To achieve this goal, BSG wrote a grant proposal to the Blue Cross Blue Shield Foundation “to get more physical activity into schools.” The organization received $30,000 and is piloting a new program, the Big Sky Fit Kids Club, at 30 schools throughout Montana. The program runs for three months beginning Feb. 1 and is designed for third, fourth and fifth graders.

“What schools agree to, if they choose to participate, is that kids will get another 90 minutes of physical activity every week in the months when it’s colder and people tend to stay inside more,” Sanford Gall said. “We had a lot of applications to pilot the program, and we narrowed it down to 30 schools. It’s going really well.”

St. Ignatius physical education teacher Marc Cutler applied for and received one of the programs, making St. Ignatius one of only 30 middle schools in the state to have such a program. 

“It’s very important to be more physically active and stop playing video games,” Cutler said. “Stay outside; live healthy lives. The goal is to see how active we are and see if we can’t prove (how active we are).”

Cutler said 12 minutes of physical activity is the equivalent of running a mile. The kids keep track of how many 12-minute intervals they were active during the day and how many fruits and vegetables they eat, giving the results to Cutler, who then sends BSG the results and shares tips on what does and doesn’t work to other teachers hosting similar programs. 

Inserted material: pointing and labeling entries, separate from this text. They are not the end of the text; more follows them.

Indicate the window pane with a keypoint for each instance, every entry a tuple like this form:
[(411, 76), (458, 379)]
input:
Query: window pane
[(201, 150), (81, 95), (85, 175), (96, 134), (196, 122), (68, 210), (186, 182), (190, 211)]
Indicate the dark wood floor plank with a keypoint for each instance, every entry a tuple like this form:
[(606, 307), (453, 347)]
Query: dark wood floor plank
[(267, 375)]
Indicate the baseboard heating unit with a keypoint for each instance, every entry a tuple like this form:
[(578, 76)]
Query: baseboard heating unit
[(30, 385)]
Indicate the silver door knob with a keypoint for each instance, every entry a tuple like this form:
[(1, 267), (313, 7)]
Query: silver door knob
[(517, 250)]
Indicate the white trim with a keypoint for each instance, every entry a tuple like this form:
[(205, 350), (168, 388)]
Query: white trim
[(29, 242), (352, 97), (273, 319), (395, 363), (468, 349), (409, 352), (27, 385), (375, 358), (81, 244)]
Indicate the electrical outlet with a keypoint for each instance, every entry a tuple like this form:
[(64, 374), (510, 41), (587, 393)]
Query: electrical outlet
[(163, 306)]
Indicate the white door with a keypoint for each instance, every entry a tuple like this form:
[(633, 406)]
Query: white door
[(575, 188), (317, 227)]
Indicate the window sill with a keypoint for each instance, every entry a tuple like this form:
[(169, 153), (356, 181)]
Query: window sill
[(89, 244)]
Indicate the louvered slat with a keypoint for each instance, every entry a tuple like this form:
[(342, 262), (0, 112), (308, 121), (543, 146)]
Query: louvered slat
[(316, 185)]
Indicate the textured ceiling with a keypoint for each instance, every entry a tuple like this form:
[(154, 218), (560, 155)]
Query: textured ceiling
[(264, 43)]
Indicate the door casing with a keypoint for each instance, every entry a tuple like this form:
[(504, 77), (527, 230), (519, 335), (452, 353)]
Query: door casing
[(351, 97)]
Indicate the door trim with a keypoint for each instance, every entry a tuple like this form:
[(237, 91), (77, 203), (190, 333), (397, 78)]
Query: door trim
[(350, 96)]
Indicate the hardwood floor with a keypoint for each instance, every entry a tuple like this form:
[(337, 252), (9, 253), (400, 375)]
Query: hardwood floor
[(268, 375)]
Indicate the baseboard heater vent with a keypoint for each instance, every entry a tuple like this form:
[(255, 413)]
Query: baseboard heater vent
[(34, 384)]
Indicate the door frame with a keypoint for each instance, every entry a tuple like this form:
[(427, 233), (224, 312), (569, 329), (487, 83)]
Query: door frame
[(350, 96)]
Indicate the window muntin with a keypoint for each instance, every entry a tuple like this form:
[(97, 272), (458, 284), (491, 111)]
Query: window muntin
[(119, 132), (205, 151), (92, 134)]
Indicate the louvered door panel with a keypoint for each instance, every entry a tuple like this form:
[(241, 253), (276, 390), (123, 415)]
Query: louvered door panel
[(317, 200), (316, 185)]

“I didn’t have any programs like this,” Cutler said of his childhood. “I wasn’t lucky enough. I think it would have been a great thing to have when I was a kid.”

Starting Feb. 1, Cutler has hosted a half-hour gym period three days a week at St. Ignatius Middle School. The games range from dodgeball to kickball, volleyball to basketball and football to tennis. 

Cutler the kids have a blast, and if the program’s success were to be judged on laughter and smiles alone, his statement would be hard to contest. 

“It’s going very well,” he said. “(The students) responded very well to it. They didn’t really know what to expect, same as me, but the kids have responded very well and really like coming to it. If I see them later in the day and they didn’t make it that morning, they’re disappointed.”

“We’re hoping next year we can start our second phase of (the Big Sky Fit Kids Club) and make it available to 100 schools,” Sanford Gall said.